Le salarié et le responsable hiérarchique examinent si possible également à l’occasion de ces entretiens, la charge de travail prévisible sur la période à venir et les adaptations éventuellement nécessaires en terme d’organisation du travail.
DUREE DE L’Accord ET SUIVI
Le présent accord est conclu pour une durée indéterminée et prendra effet à compter du 01/03/2024. Il annule et remplace toutes les dispositions conventionnelles et usuelles préexistantes en matière de durée du travail.
Chaque année, la Société informera les élus, s’ils existent, sur la mise en œuvre des dispositions du présent accord ou à défaut le personnel.
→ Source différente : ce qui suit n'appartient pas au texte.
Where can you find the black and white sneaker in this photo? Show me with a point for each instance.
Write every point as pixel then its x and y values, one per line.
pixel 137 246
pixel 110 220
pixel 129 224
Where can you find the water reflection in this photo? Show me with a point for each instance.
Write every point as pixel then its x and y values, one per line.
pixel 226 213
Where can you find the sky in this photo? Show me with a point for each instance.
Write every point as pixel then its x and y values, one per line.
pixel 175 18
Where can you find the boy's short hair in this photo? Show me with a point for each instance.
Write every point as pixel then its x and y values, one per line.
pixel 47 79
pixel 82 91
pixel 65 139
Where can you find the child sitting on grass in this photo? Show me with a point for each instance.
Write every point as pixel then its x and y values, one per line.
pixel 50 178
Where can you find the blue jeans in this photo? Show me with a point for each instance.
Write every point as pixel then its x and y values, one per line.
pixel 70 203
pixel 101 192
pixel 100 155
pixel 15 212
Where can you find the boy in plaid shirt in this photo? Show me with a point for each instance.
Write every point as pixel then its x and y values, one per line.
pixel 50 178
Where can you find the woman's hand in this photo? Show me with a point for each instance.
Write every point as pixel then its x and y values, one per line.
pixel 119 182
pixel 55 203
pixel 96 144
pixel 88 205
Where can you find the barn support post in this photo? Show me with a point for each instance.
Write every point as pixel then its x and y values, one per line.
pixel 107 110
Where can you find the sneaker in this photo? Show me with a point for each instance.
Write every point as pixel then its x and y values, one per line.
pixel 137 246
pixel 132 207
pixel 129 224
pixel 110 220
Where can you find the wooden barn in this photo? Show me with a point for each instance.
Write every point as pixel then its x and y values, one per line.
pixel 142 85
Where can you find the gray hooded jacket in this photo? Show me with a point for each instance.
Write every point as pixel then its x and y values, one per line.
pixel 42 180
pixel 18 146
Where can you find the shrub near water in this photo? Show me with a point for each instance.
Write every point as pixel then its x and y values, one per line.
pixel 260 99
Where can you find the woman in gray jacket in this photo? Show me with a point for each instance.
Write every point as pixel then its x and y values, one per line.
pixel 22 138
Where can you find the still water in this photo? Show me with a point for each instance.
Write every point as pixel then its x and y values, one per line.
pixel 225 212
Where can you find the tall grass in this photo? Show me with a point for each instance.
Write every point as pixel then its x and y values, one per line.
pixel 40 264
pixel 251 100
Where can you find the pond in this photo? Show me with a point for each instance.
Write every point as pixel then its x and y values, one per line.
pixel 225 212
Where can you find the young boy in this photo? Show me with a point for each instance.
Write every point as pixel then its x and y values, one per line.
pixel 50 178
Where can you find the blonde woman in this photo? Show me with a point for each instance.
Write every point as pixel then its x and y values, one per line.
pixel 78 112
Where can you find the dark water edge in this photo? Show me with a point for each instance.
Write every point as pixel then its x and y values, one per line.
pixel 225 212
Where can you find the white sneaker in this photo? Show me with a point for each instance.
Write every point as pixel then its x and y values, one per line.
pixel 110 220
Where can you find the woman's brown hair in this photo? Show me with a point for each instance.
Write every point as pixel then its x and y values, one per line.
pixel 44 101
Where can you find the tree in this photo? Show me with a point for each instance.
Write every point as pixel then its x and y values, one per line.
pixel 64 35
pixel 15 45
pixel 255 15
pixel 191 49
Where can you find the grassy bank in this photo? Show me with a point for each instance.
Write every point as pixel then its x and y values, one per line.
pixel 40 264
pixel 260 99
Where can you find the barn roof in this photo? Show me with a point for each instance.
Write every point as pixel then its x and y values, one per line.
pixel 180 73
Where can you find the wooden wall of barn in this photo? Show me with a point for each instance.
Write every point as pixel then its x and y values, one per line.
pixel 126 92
Ces derniers feront remonter, le cas échéant, les axes d’amélioration à y apporter.
DENONCIATION ET REVISION
Le présent accord pourra être dénoncé à tout moment, par l'une ou l'autre des parties signataires, dans les conditions légales, par lettre recommandée avec accusé de réception, adressée par l'auteur de la dénonciation aux autres signataires de l'accord sous respect d'un préavis de 3 mois.
En cas de dénonciation de l’accord, celle-ci ne prendra effet qu'au terme de la période de référence annuelle en cours.
Conformément aux dispositions légales en vigueur, toute modification du présent accord jugée nécessaire par l'une des parties signataires devra faire l'objet d'un accord et donnera lieu à l'établissement d'un avenant. Cet avenant comportant des modifications donnera lieu aux mêmes formalités de publicité et de dépôt que celles donnant lieu à la signature du présent accord.
PUBLICITE ET DEPOT
Le présent accord sera déposé par la Société par voie électronique auprès de la DREETS et un exemplaire au greffe du Conseil des Prud'hommes de Villefranche.
Il sera affiché sur le tableau d'information du personnel.
Le présent accord sera transmis à la commission paritaire de Branche.